Additionally, we did not control for underlying temporal trends that may have been occurring independently of the policy change. Ongoing shifts in disease prevalence, referral patterns, transplant center behavior, or other secular trends may have contributed to some of the observed differences. This limitation makes it difficult to attribute changes solely to the AC policy. Moreover, although we observed a statistically significant reduction in overall waitlist time, no individual subgroup reached significance. This discrepancy may reflect modestly distributed changes across categories or insufficient power in subgroup analyses. Our analyses used univariate methods that do not account for confounding. A multivariable regression model would be a more suitable approach to adjust for overlapping factors such as demographics, donor type, and regional variation. Future studies should use this approach to better isolate the independent effect of the AC policy.

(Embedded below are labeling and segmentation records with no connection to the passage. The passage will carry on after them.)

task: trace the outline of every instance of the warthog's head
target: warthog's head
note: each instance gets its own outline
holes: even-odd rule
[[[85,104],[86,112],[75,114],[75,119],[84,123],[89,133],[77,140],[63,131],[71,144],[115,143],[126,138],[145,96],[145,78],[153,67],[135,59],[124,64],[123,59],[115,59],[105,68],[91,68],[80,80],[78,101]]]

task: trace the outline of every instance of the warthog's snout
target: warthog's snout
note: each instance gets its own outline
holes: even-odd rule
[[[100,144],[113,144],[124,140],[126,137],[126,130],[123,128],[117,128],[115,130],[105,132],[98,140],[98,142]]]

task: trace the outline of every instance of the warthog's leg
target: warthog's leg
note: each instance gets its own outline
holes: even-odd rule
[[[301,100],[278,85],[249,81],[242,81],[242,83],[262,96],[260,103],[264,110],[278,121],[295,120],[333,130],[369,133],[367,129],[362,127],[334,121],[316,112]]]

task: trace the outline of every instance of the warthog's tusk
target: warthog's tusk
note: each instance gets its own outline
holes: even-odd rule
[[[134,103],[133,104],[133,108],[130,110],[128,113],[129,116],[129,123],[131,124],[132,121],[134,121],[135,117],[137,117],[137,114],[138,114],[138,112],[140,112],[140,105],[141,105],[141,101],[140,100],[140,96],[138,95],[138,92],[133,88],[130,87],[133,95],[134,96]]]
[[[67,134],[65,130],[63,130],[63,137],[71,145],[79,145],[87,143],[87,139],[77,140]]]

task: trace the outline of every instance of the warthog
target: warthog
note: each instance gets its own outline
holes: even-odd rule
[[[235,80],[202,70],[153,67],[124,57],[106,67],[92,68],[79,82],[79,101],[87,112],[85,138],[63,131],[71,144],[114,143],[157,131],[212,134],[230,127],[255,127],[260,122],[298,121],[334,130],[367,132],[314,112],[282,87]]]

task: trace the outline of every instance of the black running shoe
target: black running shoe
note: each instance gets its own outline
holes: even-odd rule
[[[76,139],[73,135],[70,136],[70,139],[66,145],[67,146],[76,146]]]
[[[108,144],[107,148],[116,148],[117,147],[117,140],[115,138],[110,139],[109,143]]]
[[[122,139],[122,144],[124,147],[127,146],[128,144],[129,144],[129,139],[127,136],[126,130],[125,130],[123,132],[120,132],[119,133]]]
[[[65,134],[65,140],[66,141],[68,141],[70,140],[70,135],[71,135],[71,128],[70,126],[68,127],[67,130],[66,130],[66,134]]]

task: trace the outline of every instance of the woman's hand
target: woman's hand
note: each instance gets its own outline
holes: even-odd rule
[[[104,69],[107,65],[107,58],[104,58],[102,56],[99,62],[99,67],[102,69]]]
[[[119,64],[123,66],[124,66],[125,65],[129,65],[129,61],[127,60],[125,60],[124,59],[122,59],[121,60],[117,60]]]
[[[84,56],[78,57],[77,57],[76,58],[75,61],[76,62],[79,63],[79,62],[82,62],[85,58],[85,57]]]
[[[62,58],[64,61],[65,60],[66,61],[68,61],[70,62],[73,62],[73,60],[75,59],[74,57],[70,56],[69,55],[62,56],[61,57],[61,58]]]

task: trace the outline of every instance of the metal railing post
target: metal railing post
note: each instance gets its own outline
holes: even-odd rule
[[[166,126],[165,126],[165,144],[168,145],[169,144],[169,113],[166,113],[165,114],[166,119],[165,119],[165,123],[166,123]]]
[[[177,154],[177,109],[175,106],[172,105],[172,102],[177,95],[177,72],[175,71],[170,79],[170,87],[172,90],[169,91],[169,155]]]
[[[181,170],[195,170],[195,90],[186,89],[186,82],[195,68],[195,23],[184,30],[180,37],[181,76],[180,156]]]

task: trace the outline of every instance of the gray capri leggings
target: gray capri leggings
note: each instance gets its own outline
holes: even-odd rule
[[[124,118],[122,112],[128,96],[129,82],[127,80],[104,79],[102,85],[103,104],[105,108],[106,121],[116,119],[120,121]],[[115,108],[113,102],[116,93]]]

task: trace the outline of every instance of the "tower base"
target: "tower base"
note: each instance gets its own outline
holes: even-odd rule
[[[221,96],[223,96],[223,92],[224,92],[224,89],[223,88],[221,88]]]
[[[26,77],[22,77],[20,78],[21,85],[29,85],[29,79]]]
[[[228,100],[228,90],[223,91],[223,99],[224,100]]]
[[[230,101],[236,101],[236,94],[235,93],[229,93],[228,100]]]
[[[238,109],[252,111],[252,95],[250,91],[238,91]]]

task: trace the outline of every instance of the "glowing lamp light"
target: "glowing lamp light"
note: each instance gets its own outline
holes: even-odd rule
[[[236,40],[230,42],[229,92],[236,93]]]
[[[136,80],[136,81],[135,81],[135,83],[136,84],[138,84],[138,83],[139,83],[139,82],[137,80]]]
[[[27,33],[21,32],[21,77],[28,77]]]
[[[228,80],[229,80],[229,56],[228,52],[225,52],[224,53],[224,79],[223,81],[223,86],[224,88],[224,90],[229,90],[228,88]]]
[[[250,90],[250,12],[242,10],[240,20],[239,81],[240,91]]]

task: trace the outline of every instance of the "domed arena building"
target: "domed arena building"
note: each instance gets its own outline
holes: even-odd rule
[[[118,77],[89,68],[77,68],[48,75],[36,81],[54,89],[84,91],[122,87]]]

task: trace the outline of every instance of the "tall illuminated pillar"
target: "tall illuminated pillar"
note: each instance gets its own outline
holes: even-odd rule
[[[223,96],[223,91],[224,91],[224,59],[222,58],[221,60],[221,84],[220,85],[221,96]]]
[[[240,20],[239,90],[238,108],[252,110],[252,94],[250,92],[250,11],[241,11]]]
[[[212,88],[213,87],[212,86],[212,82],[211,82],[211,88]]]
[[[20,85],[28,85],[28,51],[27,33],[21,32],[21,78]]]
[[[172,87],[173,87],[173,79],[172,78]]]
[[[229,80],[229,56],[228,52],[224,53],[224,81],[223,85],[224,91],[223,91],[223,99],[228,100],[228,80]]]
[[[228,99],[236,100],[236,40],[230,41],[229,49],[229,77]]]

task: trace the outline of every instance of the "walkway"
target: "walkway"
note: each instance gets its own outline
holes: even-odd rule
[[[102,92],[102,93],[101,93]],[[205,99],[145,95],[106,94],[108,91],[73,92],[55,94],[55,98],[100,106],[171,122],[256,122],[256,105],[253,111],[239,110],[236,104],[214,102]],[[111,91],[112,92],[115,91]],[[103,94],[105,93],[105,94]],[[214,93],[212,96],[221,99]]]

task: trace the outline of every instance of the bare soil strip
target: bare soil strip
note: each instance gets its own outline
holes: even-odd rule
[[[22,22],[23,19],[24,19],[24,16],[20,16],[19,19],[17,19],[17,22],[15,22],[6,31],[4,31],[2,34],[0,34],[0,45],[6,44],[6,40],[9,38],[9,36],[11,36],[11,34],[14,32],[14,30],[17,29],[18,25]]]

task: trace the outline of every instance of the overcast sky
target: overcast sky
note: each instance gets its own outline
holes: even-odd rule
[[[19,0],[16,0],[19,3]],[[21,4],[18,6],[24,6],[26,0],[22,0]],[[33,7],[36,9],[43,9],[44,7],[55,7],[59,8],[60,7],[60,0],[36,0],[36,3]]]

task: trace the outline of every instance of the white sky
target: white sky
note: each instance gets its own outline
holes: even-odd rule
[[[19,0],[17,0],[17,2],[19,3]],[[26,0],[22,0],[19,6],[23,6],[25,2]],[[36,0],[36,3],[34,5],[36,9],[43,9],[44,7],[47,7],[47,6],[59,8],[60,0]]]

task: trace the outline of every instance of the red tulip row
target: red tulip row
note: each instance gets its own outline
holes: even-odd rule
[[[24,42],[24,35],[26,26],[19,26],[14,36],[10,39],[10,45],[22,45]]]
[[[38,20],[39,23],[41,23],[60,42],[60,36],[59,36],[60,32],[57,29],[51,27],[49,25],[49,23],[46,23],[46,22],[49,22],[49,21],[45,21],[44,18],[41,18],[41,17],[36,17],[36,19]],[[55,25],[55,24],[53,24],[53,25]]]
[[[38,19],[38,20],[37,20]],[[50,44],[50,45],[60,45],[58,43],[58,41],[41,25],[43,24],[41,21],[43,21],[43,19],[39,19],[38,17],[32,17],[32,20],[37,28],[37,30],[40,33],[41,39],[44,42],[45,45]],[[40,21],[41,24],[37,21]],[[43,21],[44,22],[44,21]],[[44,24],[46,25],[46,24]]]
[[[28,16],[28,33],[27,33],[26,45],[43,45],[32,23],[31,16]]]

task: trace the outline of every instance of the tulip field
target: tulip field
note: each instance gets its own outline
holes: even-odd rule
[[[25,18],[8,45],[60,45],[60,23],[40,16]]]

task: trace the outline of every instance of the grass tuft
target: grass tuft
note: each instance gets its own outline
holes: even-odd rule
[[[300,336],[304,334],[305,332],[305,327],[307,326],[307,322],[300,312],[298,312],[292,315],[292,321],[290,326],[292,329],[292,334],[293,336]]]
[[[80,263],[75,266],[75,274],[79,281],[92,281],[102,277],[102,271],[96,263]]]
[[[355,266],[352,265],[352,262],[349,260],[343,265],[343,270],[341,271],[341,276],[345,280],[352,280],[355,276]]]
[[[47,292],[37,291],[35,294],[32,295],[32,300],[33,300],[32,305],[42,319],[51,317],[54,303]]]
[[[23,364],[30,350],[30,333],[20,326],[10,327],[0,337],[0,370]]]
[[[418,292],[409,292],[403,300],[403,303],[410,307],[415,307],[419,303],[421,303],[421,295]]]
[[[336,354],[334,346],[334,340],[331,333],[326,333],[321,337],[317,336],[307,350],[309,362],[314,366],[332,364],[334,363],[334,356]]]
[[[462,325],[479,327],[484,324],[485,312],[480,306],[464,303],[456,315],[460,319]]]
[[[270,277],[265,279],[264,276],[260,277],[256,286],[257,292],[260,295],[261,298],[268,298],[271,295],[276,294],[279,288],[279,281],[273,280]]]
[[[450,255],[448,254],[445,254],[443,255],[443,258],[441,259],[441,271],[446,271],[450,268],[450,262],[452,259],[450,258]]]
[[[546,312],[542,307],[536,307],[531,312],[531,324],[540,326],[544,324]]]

Furthermore, we were unable to evaluate the effect of the AC policy change on individual transplant centers due to the limitations of the National STAR database. This would provide valuable insights into how the policy change has impacted large vs. small healthcare institutions. In addition, the recipient's diagnosis reflects the patient’s diagnosis at the time of the listing rather than at the time of transplantation. Patients can often develop compounding liver pathologies, which can affect the patient’s MELD score and, consequently, the urgency with which they receive a liver. Without clarity on the diagnosis that necessitated liver transplantation at the time of the procedure, our interpretations may be flawed.
Conclusions
As the liver allocation policy and the criteria for liver transplantation continue to evolve, ongoing research is needed. This research study examines the three years before and after the allocation policy change, but having a longer-term view of five or even 10 years after the implementation of this policy could provide more information about its impacts. With the increased distance that livers are being transported comes increased costs. Further analysis can be done to explore how the increasing demand for transport has transformed organ procurement organization practices. The financial burden this places on the patients and the healthcare system could be investigated in more depth. It is essential to consider how these changes may have impacted the equity of the transplants in the setting of geographic and socioeconomic disparities, which is crucial to consider when thinking about future policy improvements. Importantly, this study is exploratory and does not aim to prove causation. Future studies using multivariable regression and longer follow-up are necessary to confirm whether observed trends can be attributed directly to the AC policy.